Background: One common symptom of diabetes is diabetic retinopathy, if not timely diagnosed and treated, leads to blindness. Retinal image analysis has been currently adopted to diagnose retinopathy. In this study, a model of hierarchical self-organized neural networks has been presented for the detection and classification of retina in diabetic patients.
Methods: This study is a retrospective cross-sectional, conducted from December to February 2015 at the AJA University of Medical Sciences, Tehran. The study has been conducted on the MESSIDOR base, which included 1200 images from the posterior pole of the eye. Retinal images are classified into 3 categories: mild, moderate and severe. A system consisting of a new hybrid classification of SOM has been presented for the detection of retina lesions. The proposed system includes rapid preprocessing, extraction of lesions features, and finally provision of a classification model. In the preprocessing, the system is composed of three processes of primary separation of target lesions, separation of the optical disk, and separation of blood vessels from the retina. The second step is a collection of features based on various descriptions, such as morphology, color, light intensity, and moments. The classification includes a model of hierarchical self-organized networks named HSOM which is proposed to accelerate and increase the accuracy of lesions classification considering the high volume of information in the feature extraction.

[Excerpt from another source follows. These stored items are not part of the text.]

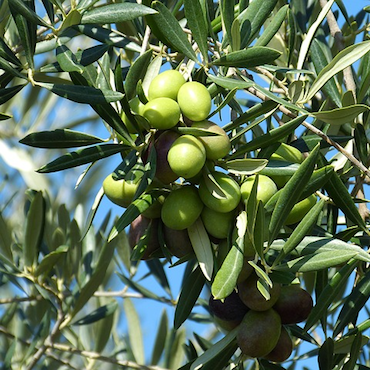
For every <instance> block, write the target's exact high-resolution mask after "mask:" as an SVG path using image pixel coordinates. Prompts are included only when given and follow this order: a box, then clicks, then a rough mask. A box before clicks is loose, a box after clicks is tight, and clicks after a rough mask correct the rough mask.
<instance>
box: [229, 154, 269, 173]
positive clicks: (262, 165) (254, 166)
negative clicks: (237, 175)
mask: <svg viewBox="0 0 370 370" xmlns="http://www.w3.org/2000/svg"><path fill="white" fill-rule="evenodd" d="M268 163H269V162H268V160H267V159H259V158H245V159H232V160H229V161H226V162H225V167H226V169H227V170H228V172H230V173H233V174H235V175H253V174H255V173H257V172H260V171H262V170H263V169H264V168H265V167H266V166H267V165H268Z"/></svg>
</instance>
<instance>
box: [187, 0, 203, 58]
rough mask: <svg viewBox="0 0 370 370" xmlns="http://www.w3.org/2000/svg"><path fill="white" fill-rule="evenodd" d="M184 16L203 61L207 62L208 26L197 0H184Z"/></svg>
mask: <svg viewBox="0 0 370 370" xmlns="http://www.w3.org/2000/svg"><path fill="white" fill-rule="evenodd" d="M184 10H185V16H186V19H187V21H188V26H189V28H190V30H191V33H192V35H193V37H194V41H195V42H196V43H197V45H198V47H199V49H200V52H201V53H202V56H203V63H204V64H207V60H208V44H207V35H208V26H207V21H206V15H205V14H204V13H203V9H202V6H201V4H200V1H199V0H184Z"/></svg>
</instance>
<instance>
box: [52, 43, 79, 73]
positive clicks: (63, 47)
mask: <svg viewBox="0 0 370 370" xmlns="http://www.w3.org/2000/svg"><path fill="white" fill-rule="evenodd" d="M55 52H56V56H57V61H58V63H59V66H60V68H61V69H62V70H63V71H64V72H78V73H82V72H83V67H82V66H81V65H80V64H79V63H78V61H77V58H76V56H75V55H74V54H73V53H72V51H71V50H70V49H69V48H68V47H67V46H65V45H62V44H61V43H58V47H57V48H56V50H55Z"/></svg>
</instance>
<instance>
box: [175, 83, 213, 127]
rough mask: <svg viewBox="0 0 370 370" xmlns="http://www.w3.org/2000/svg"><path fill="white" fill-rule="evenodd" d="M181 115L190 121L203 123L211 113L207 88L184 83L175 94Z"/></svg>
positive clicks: (201, 85) (192, 84) (211, 103)
mask: <svg viewBox="0 0 370 370" xmlns="http://www.w3.org/2000/svg"><path fill="white" fill-rule="evenodd" d="M177 102H178V103H179V106H180V109H181V112H182V114H184V115H185V116H186V117H188V118H189V119H190V120H192V121H203V120H204V119H206V118H207V117H208V115H209V113H210V111H211V106H212V99H211V95H210V93H209V92H208V90H207V88H206V87H205V86H204V85H203V84H201V83H200V82H196V81H191V82H186V83H184V84H183V85H182V86H181V87H180V89H179V92H178V94H177Z"/></svg>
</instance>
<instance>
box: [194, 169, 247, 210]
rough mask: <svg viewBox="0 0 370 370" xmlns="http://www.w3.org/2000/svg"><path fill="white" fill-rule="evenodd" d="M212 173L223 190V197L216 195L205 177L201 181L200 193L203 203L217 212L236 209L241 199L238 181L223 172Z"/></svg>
mask: <svg viewBox="0 0 370 370" xmlns="http://www.w3.org/2000/svg"><path fill="white" fill-rule="evenodd" d="M212 175H213V177H214V179H215V180H216V182H217V183H218V185H219V186H220V188H221V189H222V192H223V193H224V196H223V197H220V196H214V195H213V194H212V191H211V190H210V189H209V188H208V187H207V184H206V182H205V179H201V181H200V183H199V195H200V197H201V199H202V201H203V203H204V204H205V205H206V206H207V207H208V208H211V209H213V210H214V211H217V212H230V211H232V210H234V209H235V208H236V207H237V206H238V204H239V202H240V199H241V193H240V187H239V185H238V183H237V182H236V181H235V180H234V179H233V178H232V177H230V176H229V175H227V174H226V173H223V172H217V171H214V172H212Z"/></svg>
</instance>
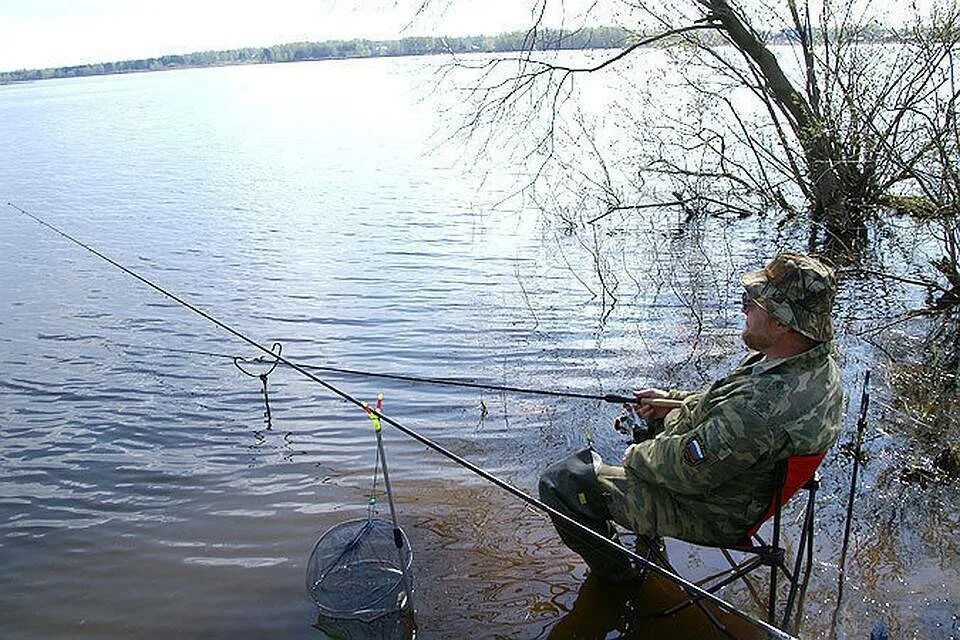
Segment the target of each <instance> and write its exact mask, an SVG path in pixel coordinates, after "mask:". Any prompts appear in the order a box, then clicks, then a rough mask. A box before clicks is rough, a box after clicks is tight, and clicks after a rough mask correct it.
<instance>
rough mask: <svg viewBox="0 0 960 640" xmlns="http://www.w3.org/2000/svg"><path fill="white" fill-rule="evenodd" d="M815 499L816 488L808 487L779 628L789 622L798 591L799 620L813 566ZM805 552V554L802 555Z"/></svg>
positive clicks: (797, 614) (785, 627)
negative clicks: (799, 600)
mask: <svg viewBox="0 0 960 640" xmlns="http://www.w3.org/2000/svg"><path fill="white" fill-rule="evenodd" d="M815 500H816V488H815V487H812V488H810V489H809V493H808V495H807V508H806V512H805V513H804V520H803V528H802V530H801V532H800V543H799V545H798V546H797V559H796V562H795V563H794V566H793V579H792V580H791V582H790V593H789V594H788V596H787V603H786V606H785V607H784V611H783V623H782V624H781V628H783V629H786V628H787V625H789V624H790V618H791V617H792V616H793V605H794V601H795V600H796V597H797V594H798V592H801V596H800V601H799V602H798V603H797V619H798V620H799V613H800V609H801V608H802V606H803V605H802V602H803V595H802V594H805V593H806V589H807V583H808V581H809V579H810V571H811V569H812V567H813V532H814V526H813V525H814V523H813V507H814V503H815ZM804 552H806V555H804ZM804 558H805V559H806V566H805V567H804V568H803V569H804V570H803V574H804V575H803V581H802V585H801V580H800V570H801V564H802V563H803V561H804Z"/></svg>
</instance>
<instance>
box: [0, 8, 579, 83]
mask: <svg viewBox="0 0 960 640" xmlns="http://www.w3.org/2000/svg"><path fill="white" fill-rule="evenodd" d="M423 3H424V0H258V1H250V0H163V1H162V2H148V1H145V0H0V71H12V70H17V69H28V68H29V69H34V68H43V67H59V66H70V65H76V64H87V63H94V62H109V61H118V60H129V59H137V58H149V57H155V56H159V55H164V54H173V53H190V52H193V51H203V50H210V49H234V48H239V47H247V46H267V45H272V44H282V43H286V42H296V41H314V40H337V39H351V38H370V39H376V40H380V39H392V38H398V37H403V36H407V35H474V34H482V33H500V32H503V31H513V30H517V29H524V28H526V27H528V26H529V25H530V24H531V16H530V5H531V3H530V2H528V1H527V0H429V2H428V10H427V11H426V12H425V14H424V15H421V17H420V18H419V19H415V18H416V16H417V11H418V9H419V8H420V7H421V5H423ZM561 4H562V5H563V7H564V10H565V11H566V12H567V13H568V14H570V15H573V14H575V13H576V12H577V7H578V6H581V7H585V6H590V4H591V3H590V2H589V1H588V0H583V1H578V0H565V2H563V3H554V6H560V5H561ZM411 21H413V24H411Z"/></svg>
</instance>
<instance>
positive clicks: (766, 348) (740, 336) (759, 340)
mask: <svg viewBox="0 0 960 640" xmlns="http://www.w3.org/2000/svg"><path fill="white" fill-rule="evenodd" d="M740 339H741V340H743V344H745V345H747V348H748V349H752V350H753V351H765V350H767V349H769V348H770V346H771V345H773V338H772V337H771V336H770V335H769V334H766V333H762V332H758V331H755V330H754V331H751V330H749V329H747V328H746V327H744V328H743V331H741V332H740Z"/></svg>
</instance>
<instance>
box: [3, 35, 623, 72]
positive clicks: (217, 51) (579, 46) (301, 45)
mask: <svg viewBox="0 0 960 640" xmlns="http://www.w3.org/2000/svg"><path fill="white" fill-rule="evenodd" d="M639 37H640V36H637V35H636V34H632V33H630V32H628V31H626V30H625V29H620V28H617V27H590V28H583V29H578V30H577V31H569V32H567V31H558V30H550V29H544V30H541V31H538V32H537V34H536V40H535V41H534V47H533V48H534V49H537V50H558V49H611V48H621V47H624V46H627V45H629V44H630V43H631V42H633V41H635V39H637V38H639ZM530 42H531V38H530V33H528V32H526V31H515V32H511V33H501V34H499V35H495V36H466V37H460V38H449V37H444V38H431V37H416V38H403V39H402V40H328V41H326V42H293V43H290V44H279V45H274V46H272V47H262V48H260V47H248V48H245V49H230V50H227V51H200V52H197V53H187V54H183V55H167V56H160V57H158V58H145V59H143V60H124V61H122V62H102V63H98V64H83V65H77V66H73V67H54V68H49V69H30V70H23V71H9V72H0V83H5V82H22V81H26V80H46V79H49V78H76V77H80V76H96V75H104V74H111V73H134V72H138V71H161V70H164V69H180V68H185V67H214V66H223V65H234V64H268V63H273V62H297V61H302V60H336V59H343V58H378V57H389V56H420V55H430V54H437V53H482V52H489V53H495V52H505V51H522V50H525V49H529V48H530Z"/></svg>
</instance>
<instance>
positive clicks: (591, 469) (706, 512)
mask: <svg viewBox="0 0 960 640" xmlns="http://www.w3.org/2000/svg"><path fill="white" fill-rule="evenodd" d="M741 281H742V283H743V299H742V310H743V314H744V316H745V322H744V327H743V331H742V333H741V338H742V340H743V342H744V343H745V344H746V346H747V347H748V349H749V350H750V353H749V354H748V355H747V356H746V358H744V360H743V361H741V362H740V364H739V365H738V366H737V367H736V368H734V369H733V371H731V372H730V374H729V375H727V376H726V377H724V378H721V379H719V380H717V381H716V382H714V383H713V384H711V385H710V386H709V387H708V388H707V389H705V390H702V391H699V392H694V393H691V392H686V391H678V390H671V391H663V390H660V389H644V390H641V391H636V392H634V395H635V396H636V399H637V404H636V405H631V407H633V408H634V409H635V411H636V412H637V413H639V415H640V416H642V417H643V418H644V419H645V420H646V422H647V423H648V425H650V427H651V431H652V432H653V433H654V434H655V435H653V437H651V438H649V439H647V440H645V441H642V442H639V443H635V444H632V445H630V446H629V447H627V450H626V452H625V454H624V456H623V460H622V462H621V464H620V465H608V464H604V463H603V462H602V460H601V459H600V456H599V455H598V454H597V453H596V452H595V451H593V450H592V449H589V448H588V449H585V450H583V451H580V452H578V453H576V454H574V455H572V456H570V457H569V458H567V459H566V460H562V461H560V462H558V463H556V464H554V465H552V466H550V467H549V468H548V469H547V470H546V471H545V472H544V473H543V475H542V476H541V478H540V499H541V500H542V501H543V502H545V503H546V504H548V505H549V506H551V507H553V508H554V509H556V510H557V511H559V512H561V513H563V514H565V515H567V516H569V517H571V518H573V519H575V520H577V521H578V522H580V523H582V524H584V525H586V526H588V527H590V528H591V529H593V530H594V531H597V532H598V533H601V534H602V535H604V536H607V537H609V538H614V539H615V538H616V529H615V527H614V524H613V523H616V524H618V525H620V526H622V527H625V528H626V529H629V530H631V531H633V532H634V533H636V534H637V537H638V538H637V539H638V551H640V552H644V551H647V550H645V549H642V548H641V547H642V544H641V543H645V544H647V545H650V546H653V545H656V546H657V547H659V548H660V549H661V550H662V536H667V537H671V538H677V539H681V540H686V541H688V542H693V543H696V544H704V545H713V546H732V545H735V544H738V543H740V542H742V541H743V539H744V536H745V533H746V532H747V531H748V530H749V529H750V527H751V526H753V525H754V524H756V522H757V521H758V520H759V519H760V517H761V516H762V515H763V513H764V512H765V511H766V509H767V508H768V507H769V505H770V501H771V497H772V496H773V494H774V491H775V489H776V484H777V472H776V469H777V465H778V463H779V462H781V461H782V460H784V459H786V458H788V457H791V456H796V455H810V454H816V453H822V452H824V451H826V450H827V449H829V448H830V446H831V445H833V443H834V442H835V441H836V439H837V436H838V435H839V431H840V417H841V404H842V391H841V388H840V375H839V371H838V369H837V366H836V364H835V362H834V359H833V355H832V351H833V345H832V342H831V340H832V339H833V323H832V321H831V318H830V314H831V309H832V306H833V300H834V297H835V295H836V277H835V275H834V272H833V270H832V269H830V268H829V267H828V266H827V265H825V264H824V263H823V262H821V261H819V260H817V259H815V258H812V257H810V256H806V255H802V254H798V253H783V254H780V255H778V256H776V257H775V258H774V259H773V260H772V261H771V262H770V263H769V264H768V265H767V266H766V267H764V268H763V269H761V270H759V271H753V272H750V273H747V274H745V275H743V276H742V278H741ZM645 398H671V399H676V400H681V401H682V404H681V405H680V406H679V407H677V408H673V409H671V408H664V407H656V406H651V405H649V404H644V403H643V399H645ZM554 524H555V525H556V527H557V531H558V532H559V534H560V537H561V538H562V539H563V541H564V542H565V543H566V544H567V546H569V547H570V548H571V549H573V550H574V551H576V552H577V553H578V554H580V555H581V556H582V557H583V558H584V560H585V561H586V562H587V564H588V565H589V566H590V569H591V572H592V573H594V574H596V575H597V577H599V578H601V579H604V580H608V581H614V582H624V581H630V580H635V579H638V578H640V577H642V575H643V571H642V570H641V569H640V568H637V567H634V566H631V563H630V561H629V559H628V557H627V556H625V555H624V554H622V553H617V552H616V551H615V550H612V549H611V548H608V546H607V545H602V544H599V543H598V542H597V541H596V540H595V539H591V538H590V537H589V536H587V535H585V534H584V533H582V532H579V533H578V532H577V531H576V530H575V529H574V528H573V527H571V526H570V525H569V524H565V523H563V522H561V521H559V519H556V518H555V519H554Z"/></svg>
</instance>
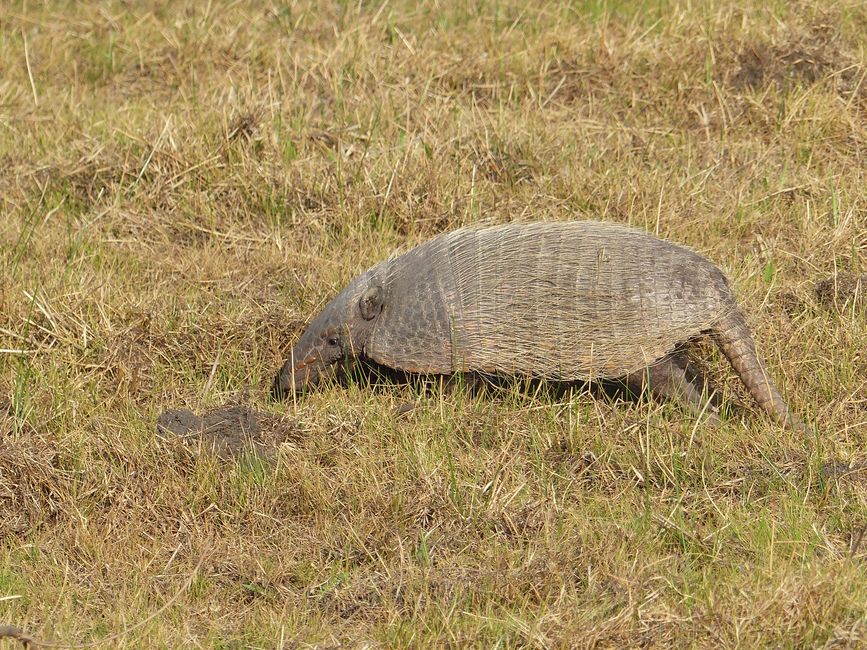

Results: The sensitivity, specificity and accuracy of the proposed model for the classification of diabetic retinopathy lesions is 98.9%, 96.77%, 97.87%, respectively.
Conclusion: These days, the cases of diabetes with hypertension are constantly increasing, and one of the main adverse effects of this disease is related to eyes. In this respect, the diagnosis of retinopathy, which is the same as identification of exudates, microanurysm and bleeding, is of particular importance. The results show that the proposed model is able to detect lesions in diabetic retinopathy images and classify them with an acceptable accuracy. In addition, the results suggest that this method has an acceptable performance compared to other methods.